Well, to civilisation, presumably, by the most direct route. The obvious choice for someone who needed to get away fast. But too obvious. She would be spotted miles away on that long curving descent. And even more easily by anyone returning...
The alternative route lay straight ahead of her. A rough track rising steeply into dense woodland which seemed to be composed mainly of chestnut trees. Not very appealing, dressed as she was, but at least the canopy of foliage would hide her as she travelled, and the thick trunks offer cover if necessary.
She started up the slope, pulling off the cap and stuffing it into her overall pocket. As she shook her hair loose, she silently cursed her unsuitable footwear. Better than going barefoot, she told herself, but only just.
Once safely in the shade of the trees, she paused again briefly to look back at her erstwhile prison. It was even larger than she’d supposed, not so much a house as a palazzo, with an imposing square tower at its centre, and she wondered if there were already faces at some of those innumerable windows scanning the countryside for a glimpse of her.
A great block of immutable stone, she thought, taking a last look over her shoulder, totally in keeping with its remote landscape, and certainly not her idea of a casa d’estate—a summer house. Its latter name, the House of the Wolf, suited it much better—as well as matching the character of its owner, she added with something of a snap, and plunged into the forest.
The path was narrow and heavily overgrown in places, but still reasonably discernible, indicating it had once been in regular use. So it could lead eventually to a hamlet or at least another house where there might be a telephone.
She tried to maintain a steady pace but it wasn’t easy with all the fallen branches and f
oliage underfoot, or with the ill-fitting shoes she was wearing.

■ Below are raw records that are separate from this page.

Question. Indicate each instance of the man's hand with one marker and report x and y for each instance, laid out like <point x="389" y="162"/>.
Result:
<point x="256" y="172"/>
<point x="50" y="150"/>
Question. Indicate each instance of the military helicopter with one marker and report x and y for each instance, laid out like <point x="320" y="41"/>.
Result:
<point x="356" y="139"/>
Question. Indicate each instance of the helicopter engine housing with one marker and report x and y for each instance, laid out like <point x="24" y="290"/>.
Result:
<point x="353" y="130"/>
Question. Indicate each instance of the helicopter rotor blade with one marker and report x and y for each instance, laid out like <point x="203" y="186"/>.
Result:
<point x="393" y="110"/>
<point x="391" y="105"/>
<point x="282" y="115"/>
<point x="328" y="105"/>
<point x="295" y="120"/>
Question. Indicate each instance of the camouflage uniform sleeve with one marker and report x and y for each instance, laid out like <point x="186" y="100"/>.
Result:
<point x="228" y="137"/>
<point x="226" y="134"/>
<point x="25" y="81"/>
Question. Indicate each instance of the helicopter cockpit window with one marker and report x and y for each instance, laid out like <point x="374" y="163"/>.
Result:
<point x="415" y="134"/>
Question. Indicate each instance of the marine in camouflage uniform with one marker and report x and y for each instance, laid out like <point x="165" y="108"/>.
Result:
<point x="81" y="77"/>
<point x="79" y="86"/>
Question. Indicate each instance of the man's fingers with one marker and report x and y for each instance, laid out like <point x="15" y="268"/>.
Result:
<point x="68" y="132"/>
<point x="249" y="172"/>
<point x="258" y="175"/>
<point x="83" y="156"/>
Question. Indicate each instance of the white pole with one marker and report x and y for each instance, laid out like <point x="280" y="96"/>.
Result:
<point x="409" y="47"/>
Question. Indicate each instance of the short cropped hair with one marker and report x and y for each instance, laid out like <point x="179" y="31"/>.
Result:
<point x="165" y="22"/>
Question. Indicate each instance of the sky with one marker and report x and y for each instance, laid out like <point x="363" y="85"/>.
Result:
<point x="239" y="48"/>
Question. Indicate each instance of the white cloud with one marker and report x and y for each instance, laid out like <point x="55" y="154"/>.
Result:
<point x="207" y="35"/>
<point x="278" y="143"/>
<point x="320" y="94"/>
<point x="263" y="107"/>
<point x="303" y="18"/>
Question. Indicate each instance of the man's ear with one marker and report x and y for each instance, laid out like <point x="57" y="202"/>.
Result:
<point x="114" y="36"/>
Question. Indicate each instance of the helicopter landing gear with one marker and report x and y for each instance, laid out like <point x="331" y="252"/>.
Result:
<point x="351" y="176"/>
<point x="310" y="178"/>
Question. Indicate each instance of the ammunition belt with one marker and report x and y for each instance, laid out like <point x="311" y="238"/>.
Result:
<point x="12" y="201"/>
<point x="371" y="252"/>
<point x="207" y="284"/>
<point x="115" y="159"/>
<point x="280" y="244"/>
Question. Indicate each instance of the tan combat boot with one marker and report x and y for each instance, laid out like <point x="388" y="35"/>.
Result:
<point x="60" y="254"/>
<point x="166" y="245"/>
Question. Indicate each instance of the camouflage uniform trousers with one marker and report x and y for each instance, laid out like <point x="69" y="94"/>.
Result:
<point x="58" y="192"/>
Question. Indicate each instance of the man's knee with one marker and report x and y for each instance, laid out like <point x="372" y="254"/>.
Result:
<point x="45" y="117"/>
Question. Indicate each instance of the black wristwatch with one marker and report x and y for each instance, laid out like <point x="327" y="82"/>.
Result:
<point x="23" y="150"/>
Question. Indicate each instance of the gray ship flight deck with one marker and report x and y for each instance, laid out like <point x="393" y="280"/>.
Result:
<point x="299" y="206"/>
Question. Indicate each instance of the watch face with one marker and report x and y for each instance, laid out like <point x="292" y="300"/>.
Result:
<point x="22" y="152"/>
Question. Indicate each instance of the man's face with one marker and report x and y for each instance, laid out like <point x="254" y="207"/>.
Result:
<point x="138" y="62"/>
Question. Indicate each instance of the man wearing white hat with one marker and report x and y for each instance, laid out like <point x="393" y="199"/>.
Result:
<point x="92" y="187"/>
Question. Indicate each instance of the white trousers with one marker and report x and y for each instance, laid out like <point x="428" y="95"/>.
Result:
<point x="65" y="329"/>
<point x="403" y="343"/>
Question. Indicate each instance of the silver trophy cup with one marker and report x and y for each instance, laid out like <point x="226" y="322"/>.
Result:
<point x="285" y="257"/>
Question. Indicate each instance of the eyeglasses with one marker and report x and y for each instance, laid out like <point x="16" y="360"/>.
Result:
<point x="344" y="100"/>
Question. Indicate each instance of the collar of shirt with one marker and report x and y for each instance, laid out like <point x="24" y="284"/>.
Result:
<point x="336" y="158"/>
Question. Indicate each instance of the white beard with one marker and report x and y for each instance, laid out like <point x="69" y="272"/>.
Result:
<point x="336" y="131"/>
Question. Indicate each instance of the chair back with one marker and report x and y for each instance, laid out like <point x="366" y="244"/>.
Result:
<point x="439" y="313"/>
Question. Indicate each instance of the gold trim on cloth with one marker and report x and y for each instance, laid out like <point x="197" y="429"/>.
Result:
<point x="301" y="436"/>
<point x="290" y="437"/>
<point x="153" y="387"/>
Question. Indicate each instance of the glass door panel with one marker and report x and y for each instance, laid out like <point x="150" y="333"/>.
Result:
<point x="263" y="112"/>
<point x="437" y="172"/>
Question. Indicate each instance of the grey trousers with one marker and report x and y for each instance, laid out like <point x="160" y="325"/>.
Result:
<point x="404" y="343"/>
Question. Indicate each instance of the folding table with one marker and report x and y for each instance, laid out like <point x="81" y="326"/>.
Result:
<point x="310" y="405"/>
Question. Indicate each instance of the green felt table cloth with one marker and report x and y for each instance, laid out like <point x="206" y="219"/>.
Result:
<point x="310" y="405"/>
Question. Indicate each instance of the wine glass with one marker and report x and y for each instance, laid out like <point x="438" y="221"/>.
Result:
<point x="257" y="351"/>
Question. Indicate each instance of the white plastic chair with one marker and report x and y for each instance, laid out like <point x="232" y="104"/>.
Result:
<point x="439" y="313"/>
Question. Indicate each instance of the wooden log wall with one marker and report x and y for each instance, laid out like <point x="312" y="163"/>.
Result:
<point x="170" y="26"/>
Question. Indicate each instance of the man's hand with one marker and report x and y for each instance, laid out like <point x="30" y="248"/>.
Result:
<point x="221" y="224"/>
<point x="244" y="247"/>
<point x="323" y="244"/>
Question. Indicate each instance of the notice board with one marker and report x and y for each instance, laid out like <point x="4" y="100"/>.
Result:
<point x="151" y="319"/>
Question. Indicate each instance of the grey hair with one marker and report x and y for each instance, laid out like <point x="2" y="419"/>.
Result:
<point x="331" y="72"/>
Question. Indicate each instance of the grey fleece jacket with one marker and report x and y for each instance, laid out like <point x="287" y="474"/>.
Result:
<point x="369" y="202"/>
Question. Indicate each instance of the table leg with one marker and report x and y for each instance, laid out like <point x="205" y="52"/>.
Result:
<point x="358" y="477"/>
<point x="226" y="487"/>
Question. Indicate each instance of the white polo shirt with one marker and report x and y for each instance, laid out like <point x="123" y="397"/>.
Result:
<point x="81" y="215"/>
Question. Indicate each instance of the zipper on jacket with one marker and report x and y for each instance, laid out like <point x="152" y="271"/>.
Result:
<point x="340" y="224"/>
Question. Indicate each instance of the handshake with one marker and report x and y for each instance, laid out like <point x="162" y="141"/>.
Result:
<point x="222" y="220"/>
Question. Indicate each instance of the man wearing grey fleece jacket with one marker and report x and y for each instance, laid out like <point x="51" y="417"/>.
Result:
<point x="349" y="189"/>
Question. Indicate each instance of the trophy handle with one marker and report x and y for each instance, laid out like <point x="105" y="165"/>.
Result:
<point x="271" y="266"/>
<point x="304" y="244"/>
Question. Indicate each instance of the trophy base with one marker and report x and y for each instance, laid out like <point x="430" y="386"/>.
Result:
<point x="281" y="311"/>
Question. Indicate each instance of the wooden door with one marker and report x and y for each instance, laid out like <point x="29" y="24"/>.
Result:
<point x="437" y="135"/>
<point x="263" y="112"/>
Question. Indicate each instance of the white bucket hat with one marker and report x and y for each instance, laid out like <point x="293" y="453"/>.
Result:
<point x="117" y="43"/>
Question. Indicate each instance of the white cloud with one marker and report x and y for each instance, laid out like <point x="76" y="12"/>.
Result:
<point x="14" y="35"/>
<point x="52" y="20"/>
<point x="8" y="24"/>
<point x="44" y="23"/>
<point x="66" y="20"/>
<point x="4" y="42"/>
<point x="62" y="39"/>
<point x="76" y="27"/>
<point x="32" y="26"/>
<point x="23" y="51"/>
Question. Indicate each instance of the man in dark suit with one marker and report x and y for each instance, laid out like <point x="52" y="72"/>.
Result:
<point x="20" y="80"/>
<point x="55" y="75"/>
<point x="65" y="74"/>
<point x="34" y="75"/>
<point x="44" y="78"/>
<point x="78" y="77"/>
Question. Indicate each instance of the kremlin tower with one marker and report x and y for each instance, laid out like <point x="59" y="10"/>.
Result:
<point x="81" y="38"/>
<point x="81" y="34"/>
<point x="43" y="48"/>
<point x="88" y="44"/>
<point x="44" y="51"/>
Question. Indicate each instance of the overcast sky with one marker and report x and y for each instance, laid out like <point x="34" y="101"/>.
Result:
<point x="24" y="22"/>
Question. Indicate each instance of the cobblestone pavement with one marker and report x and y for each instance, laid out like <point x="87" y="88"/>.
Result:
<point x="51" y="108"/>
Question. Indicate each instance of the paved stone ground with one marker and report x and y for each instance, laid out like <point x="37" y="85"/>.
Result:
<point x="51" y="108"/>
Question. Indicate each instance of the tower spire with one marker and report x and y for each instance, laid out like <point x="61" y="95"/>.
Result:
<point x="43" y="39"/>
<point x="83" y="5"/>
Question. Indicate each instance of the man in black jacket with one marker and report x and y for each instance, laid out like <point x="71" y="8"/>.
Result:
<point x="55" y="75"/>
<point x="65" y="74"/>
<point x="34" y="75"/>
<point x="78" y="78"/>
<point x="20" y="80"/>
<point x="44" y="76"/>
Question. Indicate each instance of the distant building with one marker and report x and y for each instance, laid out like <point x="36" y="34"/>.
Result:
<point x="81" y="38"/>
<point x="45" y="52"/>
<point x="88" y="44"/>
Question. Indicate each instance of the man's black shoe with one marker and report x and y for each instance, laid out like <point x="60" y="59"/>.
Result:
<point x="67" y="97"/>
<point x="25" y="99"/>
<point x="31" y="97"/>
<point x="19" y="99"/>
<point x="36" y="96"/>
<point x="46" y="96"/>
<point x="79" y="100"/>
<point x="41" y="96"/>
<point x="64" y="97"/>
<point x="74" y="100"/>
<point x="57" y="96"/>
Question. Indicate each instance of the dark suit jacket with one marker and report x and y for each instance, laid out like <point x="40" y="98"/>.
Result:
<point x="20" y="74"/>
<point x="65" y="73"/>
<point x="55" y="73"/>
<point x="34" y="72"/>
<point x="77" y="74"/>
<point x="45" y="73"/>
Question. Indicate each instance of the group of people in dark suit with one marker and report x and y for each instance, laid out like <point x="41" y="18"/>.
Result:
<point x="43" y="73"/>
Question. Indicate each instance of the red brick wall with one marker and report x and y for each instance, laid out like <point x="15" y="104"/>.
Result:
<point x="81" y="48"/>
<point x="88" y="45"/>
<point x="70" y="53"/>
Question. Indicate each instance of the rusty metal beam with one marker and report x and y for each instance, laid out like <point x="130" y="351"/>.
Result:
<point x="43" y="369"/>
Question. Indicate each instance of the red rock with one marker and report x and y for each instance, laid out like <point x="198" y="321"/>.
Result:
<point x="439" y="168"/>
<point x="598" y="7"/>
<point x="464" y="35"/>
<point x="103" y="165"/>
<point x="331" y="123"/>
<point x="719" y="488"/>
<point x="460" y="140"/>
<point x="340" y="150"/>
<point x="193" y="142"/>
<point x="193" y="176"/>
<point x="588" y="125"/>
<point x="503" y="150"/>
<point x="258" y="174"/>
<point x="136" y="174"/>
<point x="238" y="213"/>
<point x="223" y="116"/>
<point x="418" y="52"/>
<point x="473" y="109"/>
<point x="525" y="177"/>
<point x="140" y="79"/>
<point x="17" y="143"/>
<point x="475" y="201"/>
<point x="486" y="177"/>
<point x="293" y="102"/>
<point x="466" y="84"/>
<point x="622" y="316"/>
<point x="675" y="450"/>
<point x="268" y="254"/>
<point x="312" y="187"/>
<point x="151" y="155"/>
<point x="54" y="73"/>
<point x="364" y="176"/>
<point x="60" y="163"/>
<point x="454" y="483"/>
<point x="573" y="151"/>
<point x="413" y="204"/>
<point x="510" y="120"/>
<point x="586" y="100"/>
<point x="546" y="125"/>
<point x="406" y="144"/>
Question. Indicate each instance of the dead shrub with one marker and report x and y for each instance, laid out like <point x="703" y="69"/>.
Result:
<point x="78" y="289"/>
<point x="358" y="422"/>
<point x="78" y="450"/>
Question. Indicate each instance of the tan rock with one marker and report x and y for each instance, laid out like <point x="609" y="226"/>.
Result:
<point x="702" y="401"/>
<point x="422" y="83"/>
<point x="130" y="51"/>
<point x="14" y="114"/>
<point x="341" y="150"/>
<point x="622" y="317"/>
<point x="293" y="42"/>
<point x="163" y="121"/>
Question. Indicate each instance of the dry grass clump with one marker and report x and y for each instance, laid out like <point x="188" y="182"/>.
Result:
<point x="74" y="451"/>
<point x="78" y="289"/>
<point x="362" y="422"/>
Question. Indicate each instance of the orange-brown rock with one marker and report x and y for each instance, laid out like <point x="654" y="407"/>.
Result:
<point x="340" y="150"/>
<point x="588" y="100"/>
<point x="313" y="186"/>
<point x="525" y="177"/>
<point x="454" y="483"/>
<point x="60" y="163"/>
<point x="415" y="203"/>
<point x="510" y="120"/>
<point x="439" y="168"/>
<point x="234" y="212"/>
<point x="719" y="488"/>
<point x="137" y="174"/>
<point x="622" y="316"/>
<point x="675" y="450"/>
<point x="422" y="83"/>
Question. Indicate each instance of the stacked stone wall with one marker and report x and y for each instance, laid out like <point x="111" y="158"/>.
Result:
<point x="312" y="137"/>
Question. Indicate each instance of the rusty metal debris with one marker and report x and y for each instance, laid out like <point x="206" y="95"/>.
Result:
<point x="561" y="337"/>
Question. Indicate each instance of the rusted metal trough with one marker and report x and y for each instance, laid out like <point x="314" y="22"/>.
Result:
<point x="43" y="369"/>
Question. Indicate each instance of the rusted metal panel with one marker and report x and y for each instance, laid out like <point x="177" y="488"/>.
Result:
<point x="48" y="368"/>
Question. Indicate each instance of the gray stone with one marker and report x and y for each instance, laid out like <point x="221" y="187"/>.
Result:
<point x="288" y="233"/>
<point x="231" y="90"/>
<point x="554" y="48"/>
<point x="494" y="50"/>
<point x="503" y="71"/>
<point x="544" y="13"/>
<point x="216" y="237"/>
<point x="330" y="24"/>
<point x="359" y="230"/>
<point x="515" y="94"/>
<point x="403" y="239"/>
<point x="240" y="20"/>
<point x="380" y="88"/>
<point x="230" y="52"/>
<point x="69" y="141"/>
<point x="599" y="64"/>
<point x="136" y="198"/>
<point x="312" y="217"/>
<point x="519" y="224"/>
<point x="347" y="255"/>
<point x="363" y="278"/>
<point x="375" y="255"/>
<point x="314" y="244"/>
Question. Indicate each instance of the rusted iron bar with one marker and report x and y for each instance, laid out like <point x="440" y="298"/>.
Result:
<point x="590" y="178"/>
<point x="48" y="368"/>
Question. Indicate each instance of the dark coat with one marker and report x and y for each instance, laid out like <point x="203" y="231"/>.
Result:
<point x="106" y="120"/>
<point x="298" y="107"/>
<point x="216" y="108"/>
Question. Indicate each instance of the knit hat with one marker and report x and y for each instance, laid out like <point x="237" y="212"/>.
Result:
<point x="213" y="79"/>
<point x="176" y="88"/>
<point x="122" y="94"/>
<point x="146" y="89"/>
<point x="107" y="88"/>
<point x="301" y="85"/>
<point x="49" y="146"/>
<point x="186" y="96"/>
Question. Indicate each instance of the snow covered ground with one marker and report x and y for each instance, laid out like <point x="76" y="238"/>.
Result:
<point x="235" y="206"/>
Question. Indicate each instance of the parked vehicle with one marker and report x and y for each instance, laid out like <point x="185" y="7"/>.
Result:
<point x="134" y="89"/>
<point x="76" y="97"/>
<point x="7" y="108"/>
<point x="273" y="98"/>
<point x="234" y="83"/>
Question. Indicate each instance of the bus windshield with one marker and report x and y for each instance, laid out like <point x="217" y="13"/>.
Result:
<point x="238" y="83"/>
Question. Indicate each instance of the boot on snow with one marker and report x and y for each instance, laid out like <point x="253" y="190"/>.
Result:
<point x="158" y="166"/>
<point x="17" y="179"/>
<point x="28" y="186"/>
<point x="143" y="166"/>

She could almost feel the blisters springing up.
In spite of the shade, it was hot, and she was already growing thirsty. Pity there’d been no bottled water in the storeroom, she mused, wondering how soon she’d find some sign of human habitation. She seemed to have been walking for at least an hour or more, but without her watch, how could she tell? Yet surely the sun was considerably lower than it had been when she set out?
But she’d find water soon, she assured herself. There were bound to be streams feeding the river she’d seen in the valley, and she’d just have to risk their purity.
She couldn’t, however, estimate her progress. She was no great judge of area, and these woods could well spread for acres.
There’d been plenty of woodland walks near her home when she was a child, but none of them like this. The trunks of the trees were thick and twisted, like something from an Arthur Rackham illustration. She could almost imagine gnarled arms emerging to seize her as they’d done in a scary Disney version of ‘Snow White’ she’d watched when she was little.
Shut down the imagination and stick to practicalities, she adjured herself. They’re just trees. The real nightmare is behind you. And you can’t be caught and taken back—for every kind of reason.
The forest was full of noises too: the whisper of leaves above her in the faint breeze, the rustling sounds in the bushes that flanked her path indicating the unseen presence of what she hoped were very small and friendly animals, and the shrill calling of birds which ceased abruptly at her approach.
Like a tracking device, she thought, with a faint grimace, easing her shoulders inside the stiff constriction of the linen.
And then she heard another noise, louder and more alien than anything else around her. The sound of an approaching helicopter.